A reminder of big government power and Manifest Destiny
October 12, 2022
Reporting from: Bavet, Cambodia
I’ve always found borders to be an interesting thing. As an eight year old, I would stand in my bedroom and stare at the large world map my mother hung on the wall, wondering “why is that country so much smaller than that one?”
Understanding history is an essential part of finding freedom. It also explains why Cambodia is a set of borders with few rich natural resources, while Russia has infinitely larger borders and oil gushing out of the ground.
Governments and government-like tribes, in their lust for more power, have gone to war with each other for thousands of years for the sole purpose of having more people to enslave, and in turn, more money to lavish on their cronies in the ruling class.

Looking for a little adventure, I decided to take the six-hour “luxury” bus ride from Ho Chi Minh City to Phnom Penh. Cost: all of $10. I could have opted for a 35-minute flight, but I’m not a fan of patronizing monopolies (only Vietnam Airlines services that route, and boy do they take advantage). That bus ride includes a passport checkpoint here in Bavet.
Bavet is one of the poorest cities of Cambodia. The Khmer government tried to encourage textile companies to set up shop here, but the only thing that really seems to be going on here is gambling. A mini-strip of casinos – which look more like those strip clubs after they’ve been shuttered by the FBI – brings in wealthier Vietnamese tourists to try their luck.
It’s only fitting that the casinos of Bavet get to take money from Vietnamese tourists. The prevailing view in Vietnam seems to be that Cambodia is really theres.
And for a time, it was. Like many parts of southeast Asia, Cambodia has been run over or colonized by forces from every corner of the globe.
The glory days of Cambodia were in full swing 1,000 years ago. The Khmer Empire from which Cambodia got its name ruled over vast swaths of territory in this region. It ruled over much of modern day Thailand, Vietnam, Laos, and even parts of China.
Like all empires, it didn’t take more than a few centuries for the sun to set on the Khmers. Thinking they could keep the party going forever, they ignored the upkeep on their rather advanced irrigation system and went from a nation of feast to one of relative famine almost overnight.
It was all downhill from there.
In the 1500s, Iberian explorers and missionaries began to build bases in modern day Cambodia.
Not long after, the neighboring Siam empire – which the Khmer Empire had subjugated a few hundred years earlier – started capturing Cambodia, one piece at a time. Cambodia had become the weak link between strong Siamese and Vietnamese neighbors, and eventually became a Siamese territory.
Not long thereafter, the Vietnamese decided to begin settling neighboring territories and claimed lands west of the Mekong Delta. Vietnam would eventually assert its authority over the country.
By the 1800s, the Cambodian King was desperate. Still a pawn between two strong kingdoms, he sought protectorate status from France, beginning a history of French colonialism that brought about French Indochina.
And by World War II, France’s war with the Thais left their territories in Southeast Asia vulnerable. Their agreement to allow Japan to use Cambodia as a military facility led to Japanese control of parts of the region.
Like many other parts of the world, Cambodia has a storied history. Its borders have been defined, re-defined, and re-defined yet again as its emperors sought greater territory… and lost territory at the hands of rival forces.
Old rivalries remain fresh in the minds of some of its former adversaries – including Vietnam.
It causes on the think: just what is a border? It’s the result of years of militarism and decisions made by one or two monarchs in power only thanks to a genetic abnormality.
Hundreds of years later, they define these things we call “countries”.
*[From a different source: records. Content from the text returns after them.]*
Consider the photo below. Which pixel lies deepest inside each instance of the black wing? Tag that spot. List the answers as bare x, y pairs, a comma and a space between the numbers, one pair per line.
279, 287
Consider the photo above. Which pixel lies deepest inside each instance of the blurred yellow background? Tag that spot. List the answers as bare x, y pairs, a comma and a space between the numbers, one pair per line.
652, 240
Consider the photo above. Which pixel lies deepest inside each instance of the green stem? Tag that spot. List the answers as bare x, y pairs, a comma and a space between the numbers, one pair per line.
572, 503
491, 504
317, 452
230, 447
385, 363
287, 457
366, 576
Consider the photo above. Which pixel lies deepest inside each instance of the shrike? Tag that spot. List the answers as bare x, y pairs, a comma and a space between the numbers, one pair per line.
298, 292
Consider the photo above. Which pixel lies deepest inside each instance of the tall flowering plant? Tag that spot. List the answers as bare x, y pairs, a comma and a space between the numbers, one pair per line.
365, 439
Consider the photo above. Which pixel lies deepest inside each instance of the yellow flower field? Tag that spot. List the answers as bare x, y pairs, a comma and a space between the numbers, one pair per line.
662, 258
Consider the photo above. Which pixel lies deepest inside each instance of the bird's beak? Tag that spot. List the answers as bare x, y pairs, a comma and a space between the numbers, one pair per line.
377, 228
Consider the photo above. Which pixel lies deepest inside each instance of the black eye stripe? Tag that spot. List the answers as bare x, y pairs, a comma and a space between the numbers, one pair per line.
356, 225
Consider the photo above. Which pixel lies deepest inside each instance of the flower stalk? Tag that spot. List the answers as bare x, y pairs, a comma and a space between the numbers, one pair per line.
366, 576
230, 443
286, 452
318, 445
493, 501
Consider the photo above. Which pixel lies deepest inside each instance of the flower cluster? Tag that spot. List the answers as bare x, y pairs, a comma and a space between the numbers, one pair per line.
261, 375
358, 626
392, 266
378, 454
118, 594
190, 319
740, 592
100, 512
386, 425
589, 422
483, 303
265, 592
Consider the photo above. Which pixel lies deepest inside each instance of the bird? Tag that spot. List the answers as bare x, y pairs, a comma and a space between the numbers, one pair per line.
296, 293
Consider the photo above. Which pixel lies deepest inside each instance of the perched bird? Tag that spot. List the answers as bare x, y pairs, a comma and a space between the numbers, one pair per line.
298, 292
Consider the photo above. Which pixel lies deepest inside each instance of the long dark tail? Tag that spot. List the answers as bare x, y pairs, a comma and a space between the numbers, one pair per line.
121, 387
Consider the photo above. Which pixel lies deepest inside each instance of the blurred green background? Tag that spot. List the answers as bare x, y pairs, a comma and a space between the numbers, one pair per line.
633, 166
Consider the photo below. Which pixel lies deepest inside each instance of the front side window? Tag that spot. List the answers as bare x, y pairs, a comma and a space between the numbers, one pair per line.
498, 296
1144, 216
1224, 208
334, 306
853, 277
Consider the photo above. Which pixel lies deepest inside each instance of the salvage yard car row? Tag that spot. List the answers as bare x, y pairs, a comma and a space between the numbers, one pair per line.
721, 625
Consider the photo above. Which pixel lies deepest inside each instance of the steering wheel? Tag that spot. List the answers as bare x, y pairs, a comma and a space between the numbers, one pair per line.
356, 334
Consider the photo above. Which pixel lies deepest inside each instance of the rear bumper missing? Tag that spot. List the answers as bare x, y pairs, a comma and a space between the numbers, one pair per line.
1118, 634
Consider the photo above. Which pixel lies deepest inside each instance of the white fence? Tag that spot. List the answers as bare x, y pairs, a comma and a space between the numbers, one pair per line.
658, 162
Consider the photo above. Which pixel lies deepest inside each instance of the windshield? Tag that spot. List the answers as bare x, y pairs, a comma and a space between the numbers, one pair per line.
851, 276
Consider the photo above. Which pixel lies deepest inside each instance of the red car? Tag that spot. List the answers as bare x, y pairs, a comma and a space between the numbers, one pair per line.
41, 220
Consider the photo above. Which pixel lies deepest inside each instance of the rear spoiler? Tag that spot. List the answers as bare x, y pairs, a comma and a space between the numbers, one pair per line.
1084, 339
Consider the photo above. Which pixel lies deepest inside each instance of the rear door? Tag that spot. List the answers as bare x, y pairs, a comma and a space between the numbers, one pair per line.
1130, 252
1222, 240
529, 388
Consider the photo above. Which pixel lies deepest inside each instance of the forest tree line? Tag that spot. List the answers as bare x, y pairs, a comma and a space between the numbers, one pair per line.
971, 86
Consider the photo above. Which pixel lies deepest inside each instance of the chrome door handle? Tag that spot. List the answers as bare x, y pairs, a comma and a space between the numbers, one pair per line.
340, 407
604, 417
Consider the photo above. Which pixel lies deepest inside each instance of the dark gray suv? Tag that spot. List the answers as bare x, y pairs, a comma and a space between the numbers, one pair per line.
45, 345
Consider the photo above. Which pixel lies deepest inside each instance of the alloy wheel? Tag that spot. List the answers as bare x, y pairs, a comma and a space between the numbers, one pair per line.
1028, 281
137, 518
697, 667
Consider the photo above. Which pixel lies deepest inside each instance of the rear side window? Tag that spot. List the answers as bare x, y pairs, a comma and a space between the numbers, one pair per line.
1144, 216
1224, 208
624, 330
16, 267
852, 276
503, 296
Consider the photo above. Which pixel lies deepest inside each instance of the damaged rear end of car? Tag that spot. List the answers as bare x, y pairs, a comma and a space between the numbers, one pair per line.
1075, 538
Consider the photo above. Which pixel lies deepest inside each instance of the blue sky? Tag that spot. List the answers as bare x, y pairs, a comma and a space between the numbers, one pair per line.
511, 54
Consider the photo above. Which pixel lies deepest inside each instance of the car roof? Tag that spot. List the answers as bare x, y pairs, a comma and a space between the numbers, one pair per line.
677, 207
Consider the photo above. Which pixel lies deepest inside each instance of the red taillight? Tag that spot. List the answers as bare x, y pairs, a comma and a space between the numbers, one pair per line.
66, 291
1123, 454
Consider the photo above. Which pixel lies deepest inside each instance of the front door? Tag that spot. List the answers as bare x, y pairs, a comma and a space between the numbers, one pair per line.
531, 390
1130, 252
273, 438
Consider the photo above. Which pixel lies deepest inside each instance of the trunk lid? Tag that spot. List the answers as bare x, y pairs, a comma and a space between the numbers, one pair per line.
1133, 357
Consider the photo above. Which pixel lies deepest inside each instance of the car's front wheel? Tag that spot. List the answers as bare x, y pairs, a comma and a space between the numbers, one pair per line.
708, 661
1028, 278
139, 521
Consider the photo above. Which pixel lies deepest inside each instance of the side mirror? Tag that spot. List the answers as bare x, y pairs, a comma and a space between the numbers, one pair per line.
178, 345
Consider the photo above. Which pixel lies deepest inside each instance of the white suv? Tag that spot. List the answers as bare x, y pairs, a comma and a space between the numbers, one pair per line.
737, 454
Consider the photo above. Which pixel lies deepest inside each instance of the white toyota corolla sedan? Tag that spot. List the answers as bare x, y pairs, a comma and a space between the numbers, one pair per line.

In the United States, a principle called Manifest Destiny caused settlers to move further and further west, conquering new lands for their young nation. The idea was that they were the most entitled to control those lands.
Thanks to a handful of people who believed themselves to be genetically superior to the previous occupants of their lands, the borders of many countries are entirely different than what they once were.
It goes to show how big of an impact the ruling class has on history, freedom, and opportunity. Hundreds of millions of people over the years – including recently here in Cambodia – have died because of these things called borders and the people who thrust their vision of the world on the rest of us.